Entah untuk yang keberapa kalinya saya membuat sebuah halaman di komunitas maya untuk menampung pemikiran saya yang sederhana ke dalam sebuah rekaman kata untuk kemudian dibagi ke para pengguna internet tapi kemudian hanya sempat mencatat selembar dua artikel yang bahkan tidak menarik bagi saya untuk saya tuangkan dalam tulisan apalagi untuk dibaca oleh orang asing yang keberadaannya pun seringkali masih menjadi misteri buat saya.
Namun kemudian, berusut sana sini, saya sampai pada kesimpulan kalau selama itu saya tidak pernah menulis sesuatu yang saya benar-benar suka. Saya masih terpanteng pada anggapan bahwa dengan 'blog' ini saya harus dan hanya menuliskan kejadian-kejadian unik, dan nyeleneh yang terjadi di keseharian saya dalam bahasa humor yang memancing tawa. Sayangnya, kedua hal tersebut, saya tidak punya. Keseharian saya sangat amat normal. Saya pergi ke kampus, duduk di sebuah ruangan, berhadapan dengan komputer dan kemudian sore harinya pulang ke kos dan kembali berhadapan dengan komputer. Pun tidak ada kejadian seru yang bisa saya ceritakan, karena memang jarang sekali saya menemui hal yang seru di keseharian saya.
Lalu, kenapa ada 'Screening Log'? semenjak kecil saya sudah tergila-gila sama cerita fiksi.

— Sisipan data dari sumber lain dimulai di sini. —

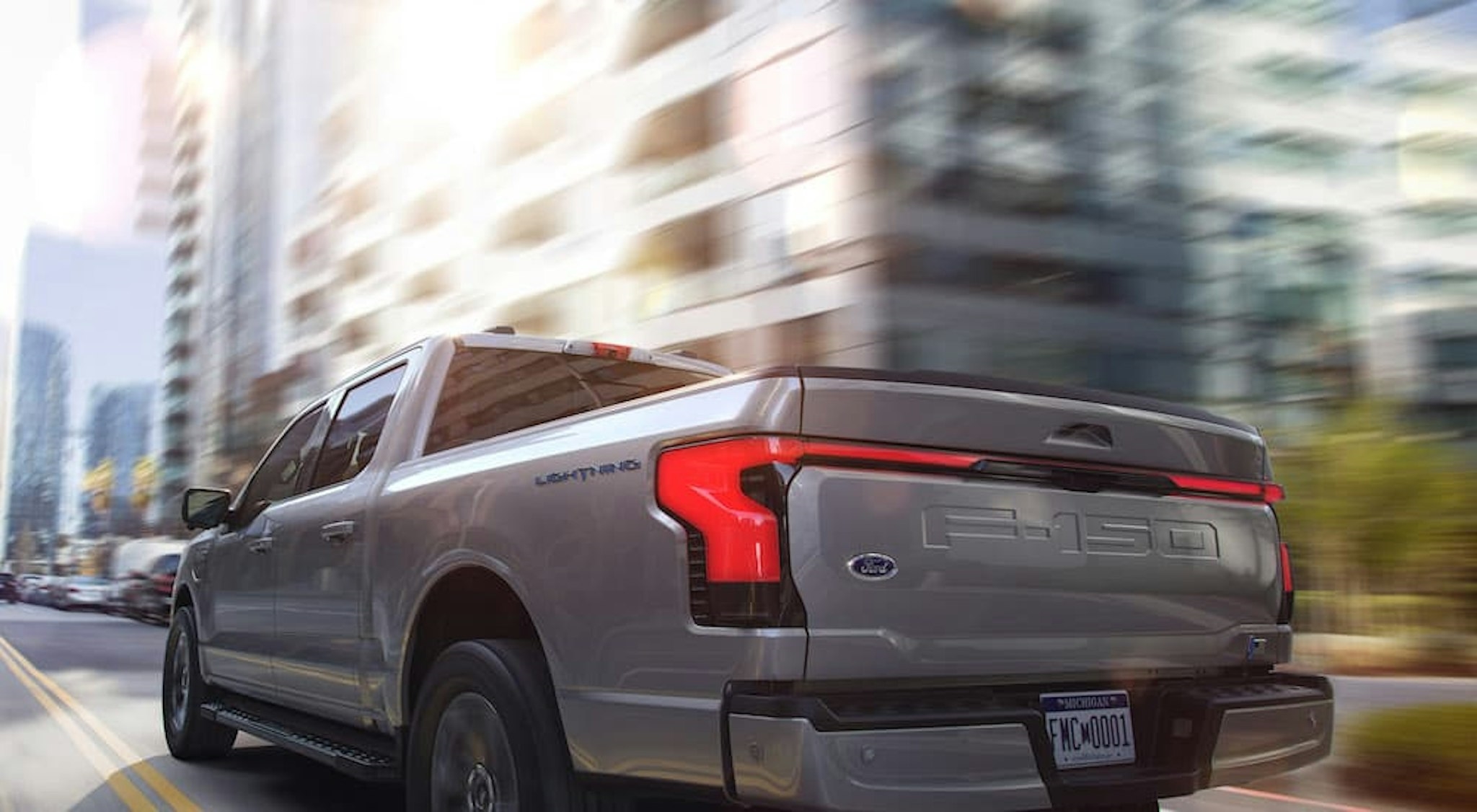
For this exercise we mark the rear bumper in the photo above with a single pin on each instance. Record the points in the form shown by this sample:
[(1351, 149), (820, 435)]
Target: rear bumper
[(990, 751)]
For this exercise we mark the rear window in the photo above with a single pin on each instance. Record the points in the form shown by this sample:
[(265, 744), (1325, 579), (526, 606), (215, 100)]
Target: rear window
[(493, 392)]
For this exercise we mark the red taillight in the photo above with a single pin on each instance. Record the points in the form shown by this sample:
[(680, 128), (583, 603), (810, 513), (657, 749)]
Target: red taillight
[(1287, 569), (1288, 592), (700, 485), (1227, 489)]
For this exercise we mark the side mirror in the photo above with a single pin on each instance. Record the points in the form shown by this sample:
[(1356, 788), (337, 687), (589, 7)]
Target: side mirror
[(204, 507)]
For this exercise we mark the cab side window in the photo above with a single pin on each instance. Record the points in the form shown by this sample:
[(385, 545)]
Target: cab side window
[(355, 431), (284, 469)]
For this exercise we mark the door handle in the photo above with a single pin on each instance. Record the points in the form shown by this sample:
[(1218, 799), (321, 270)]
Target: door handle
[(339, 532)]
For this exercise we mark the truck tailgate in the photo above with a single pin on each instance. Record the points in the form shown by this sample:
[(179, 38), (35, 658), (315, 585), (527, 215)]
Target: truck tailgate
[(1003, 578)]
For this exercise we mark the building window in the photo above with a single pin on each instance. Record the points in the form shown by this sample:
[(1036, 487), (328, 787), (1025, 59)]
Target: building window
[(661, 24)]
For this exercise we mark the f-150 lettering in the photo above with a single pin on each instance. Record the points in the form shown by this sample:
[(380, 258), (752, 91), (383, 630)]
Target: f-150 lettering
[(397, 592)]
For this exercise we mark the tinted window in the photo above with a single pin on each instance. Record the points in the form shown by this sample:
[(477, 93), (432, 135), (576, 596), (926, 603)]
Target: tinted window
[(280, 473), (355, 433), (495, 392)]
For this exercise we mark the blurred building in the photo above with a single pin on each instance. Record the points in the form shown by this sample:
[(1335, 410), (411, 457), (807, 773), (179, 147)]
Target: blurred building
[(876, 183), (1423, 321), (1202, 201), (252, 87), (118, 424), (157, 151), (39, 434)]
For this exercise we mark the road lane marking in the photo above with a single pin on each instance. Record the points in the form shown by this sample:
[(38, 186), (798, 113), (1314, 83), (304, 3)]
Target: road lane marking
[(110, 772), (1265, 795), (166, 790)]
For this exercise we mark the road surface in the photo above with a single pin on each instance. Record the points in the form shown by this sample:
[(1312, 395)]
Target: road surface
[(80, 730)]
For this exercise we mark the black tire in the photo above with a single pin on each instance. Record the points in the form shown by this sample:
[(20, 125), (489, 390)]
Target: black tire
[(485, 723), (191, 737)]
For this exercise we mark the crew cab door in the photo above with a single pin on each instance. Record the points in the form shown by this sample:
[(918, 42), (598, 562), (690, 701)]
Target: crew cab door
[(238, 631), (321, 557)]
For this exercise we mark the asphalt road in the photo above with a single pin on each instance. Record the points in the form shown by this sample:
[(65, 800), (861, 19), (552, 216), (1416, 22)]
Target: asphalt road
[(80, 730)]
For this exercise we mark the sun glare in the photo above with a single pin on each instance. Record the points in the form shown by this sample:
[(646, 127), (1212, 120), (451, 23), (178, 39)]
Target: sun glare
[(70, 145), (442, 58)]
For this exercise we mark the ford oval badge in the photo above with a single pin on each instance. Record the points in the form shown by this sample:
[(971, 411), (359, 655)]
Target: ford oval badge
[(873, 566)]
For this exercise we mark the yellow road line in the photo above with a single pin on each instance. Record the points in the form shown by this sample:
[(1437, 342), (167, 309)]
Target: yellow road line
[(169, 792), (115, 778)]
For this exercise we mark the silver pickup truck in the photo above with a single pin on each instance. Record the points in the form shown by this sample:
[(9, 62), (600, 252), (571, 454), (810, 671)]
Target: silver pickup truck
[(524, 573)]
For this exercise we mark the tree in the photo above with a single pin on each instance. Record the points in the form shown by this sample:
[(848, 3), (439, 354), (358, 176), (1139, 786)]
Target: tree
[(1372, 508)]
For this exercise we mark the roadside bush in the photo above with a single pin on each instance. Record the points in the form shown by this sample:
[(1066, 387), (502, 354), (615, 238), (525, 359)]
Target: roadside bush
[(1423, 754)]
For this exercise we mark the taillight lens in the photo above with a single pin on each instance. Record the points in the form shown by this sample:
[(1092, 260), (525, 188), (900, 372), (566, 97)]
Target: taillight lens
[(1288, 591), (730, 495), (1227, 489), (703, 486)]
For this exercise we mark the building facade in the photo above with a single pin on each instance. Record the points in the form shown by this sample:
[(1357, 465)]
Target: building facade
[(1200, 201), (39, 436), (120, 421), (250, 95)]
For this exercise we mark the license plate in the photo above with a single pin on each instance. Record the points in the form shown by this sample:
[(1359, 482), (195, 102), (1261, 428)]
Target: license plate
[(1089, 730)]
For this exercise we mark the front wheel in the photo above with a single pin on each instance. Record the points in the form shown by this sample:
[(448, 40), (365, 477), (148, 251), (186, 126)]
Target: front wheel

Baik yang dituangkan dalam media tulisan, atau media gambar bergerak (film). Bahkan sebagai seorang murid sekolah dasar yang harus tidur pukul 9 malam, saya sering terjaga sampai jam 11 atau bahkan lewat tengah malam demi untuk memelototi layar kaca, atau membalik-balik halaman sebuah novel. Yah, itulah saya.

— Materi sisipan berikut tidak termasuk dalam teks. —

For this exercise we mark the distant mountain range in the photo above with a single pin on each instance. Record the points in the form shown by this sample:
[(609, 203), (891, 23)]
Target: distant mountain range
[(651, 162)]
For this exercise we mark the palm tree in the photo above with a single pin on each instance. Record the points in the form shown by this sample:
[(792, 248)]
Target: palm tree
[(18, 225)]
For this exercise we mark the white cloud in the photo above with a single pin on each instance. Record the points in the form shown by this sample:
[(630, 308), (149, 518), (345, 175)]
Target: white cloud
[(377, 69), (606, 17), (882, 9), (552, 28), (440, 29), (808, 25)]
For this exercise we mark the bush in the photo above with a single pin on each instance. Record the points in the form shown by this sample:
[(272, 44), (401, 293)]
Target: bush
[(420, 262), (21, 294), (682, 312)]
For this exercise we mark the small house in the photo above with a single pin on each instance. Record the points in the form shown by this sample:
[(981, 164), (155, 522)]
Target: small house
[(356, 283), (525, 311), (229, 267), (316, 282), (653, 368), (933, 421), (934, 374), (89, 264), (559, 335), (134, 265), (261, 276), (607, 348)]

Hobi saya tersebut (film dan novel), baru bisa saya manjakan kira-kira setahun belakangan ketika saya sudah bisa mencari nafkah sendiri dan lepas dari tunjangan orang tua. Ketika itu, dan dibantu oleh budaya negeri ini, saya mulai mengumpulkan media-media yang menjadi obyek nafsu saya. Dan kemudian, saya mulai melihat film dan novel sebagai media seni dan bukan semata tempat bagi sutradara atau penulis untuk sekadar memberikan santapan lezat buat mata atau imajinasi kita saja. Seiring dengan situ, saya mulai memandang media hiburan dari sudut mata seorang kritikus dan mulailah saya menulis review.
Dan untuk itulah, 'Screening Log' ada. Seperti halnya pementasan di panggung, sedetik sebelum sang aktor berakting, tirai akan dibuka dan Ketika Tirai Dibuka, semua imaji dan realita berpadu jadi satu. *what the hell am i talking about, anyway?* Jadi marilah, bergabunglah dengan saya, sambil menikmati cerita yang disaji lewat seluloid atau kertas.
Satu lagi dan terakhir, saya memakai Bahasa untuk menulis isi dari pementasan ini dan sedapat mungkin tidak akan ada spoiler yang mungkin akan mengganggu anda dalam menikmati film yang saya review.